Here is a look at what themes have been running in the last month which might help you explain your performance and identify the themes running at the moment.

  • The market going up – The ASX 200 is up 10% in a month and 14% in three months. Our cash levels, which we raised from almost zero to 24.6% in mid-December were too high for a market going up. We don’t mind that too much, more cash means less risk so in a rising market that comes at a cost (some underperformance). As we found out last year, 90% of the time you should be fully invested and only occasionally, at precipitous moments, cash up. We should have stayed fully invested in hindsight but with the issues of vaccine delays, virus mutations, hot-spotting in Australia, global case numbers (in the UK in particular) out of control, a very strong A$ hurting international stocks, and an over-valuation debate in overseas markets, we're comfortable. We don't see impeachment as a market issue and can see the positives of a new stimulus bill, political stability in the US and the recovery potential in some Australian sectors. We seem to be in a new sideways pattern after the early January jump.

  • Recovery stocks have topped out in places, particularly Travel and Tourism as hotspots popped up and border closures killed forward bookings for airlines and accommodation. We timed our sale of travel stocks rather well in December but will look to get back involved should a vaccine get traction.

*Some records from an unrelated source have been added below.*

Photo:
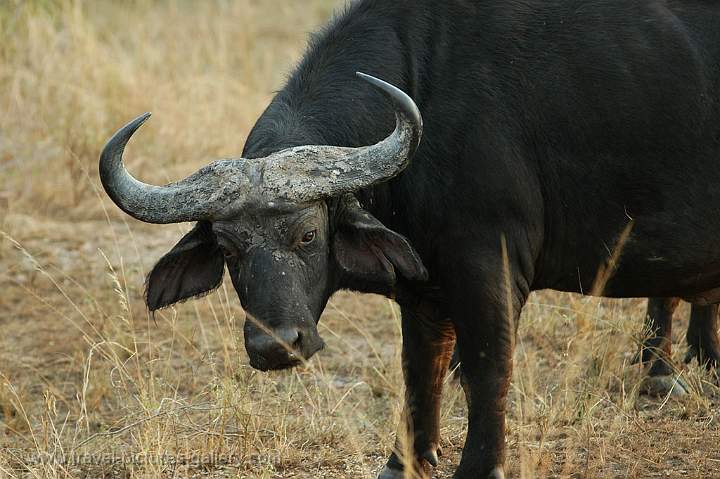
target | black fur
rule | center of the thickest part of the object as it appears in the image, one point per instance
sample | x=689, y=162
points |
x=550, y=126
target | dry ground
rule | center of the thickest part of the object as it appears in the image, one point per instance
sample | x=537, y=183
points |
x=91, y=386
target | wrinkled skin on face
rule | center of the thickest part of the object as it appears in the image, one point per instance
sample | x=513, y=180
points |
x=285, y=263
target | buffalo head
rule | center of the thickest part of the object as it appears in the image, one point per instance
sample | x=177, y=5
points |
x=287, y=227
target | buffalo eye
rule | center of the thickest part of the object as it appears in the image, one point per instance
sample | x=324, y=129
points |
x=308, y=237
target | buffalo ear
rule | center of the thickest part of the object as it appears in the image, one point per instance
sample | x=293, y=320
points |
x=368, y=252
x=193, y=267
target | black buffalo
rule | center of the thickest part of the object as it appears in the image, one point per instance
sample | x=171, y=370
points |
x=561, y=138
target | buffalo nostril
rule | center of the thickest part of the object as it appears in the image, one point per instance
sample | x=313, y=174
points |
x=298, y=342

  • Banks going up and paying dividends - Bank dividends were paid in December and those dividends were compounded into the Accumulation benchmarks that a lot of fund managers use. It is very hard to perfectly compound dividends the way the index does, which it does at no cost. ANZ paid its dividend on December 16, WBC paid on December 18, NAB paid on December 10. That compounding into the benchmark index creates underperformance for anyone that doesn’t match that process, although they were much-reduced dividends from previous years. We have solid weightings in banks in our income portfolio but not growth. This year should see some dividend normalisation with higher yields – the CBA results on Feb 10 will give us the heads up on the likely timing of dividend normalisation. The problem with the banks is that they are now not cheap, with PE multiples (on reduced earnings numbers) at the top of their historic PE range. They need to see a significant earnings improvement next year to justify current prices but, having over-provided for bad debts last year, they have plenty of firepower (to add back provisions) to improve earnings this year. Happy to hold in the income portfolio but not for growth. The sector is also benefited from rising bond yields recently which allows them to expand margins and creates earnings upgrades. Most brokers see them as fairly valued to overvalued at the moment.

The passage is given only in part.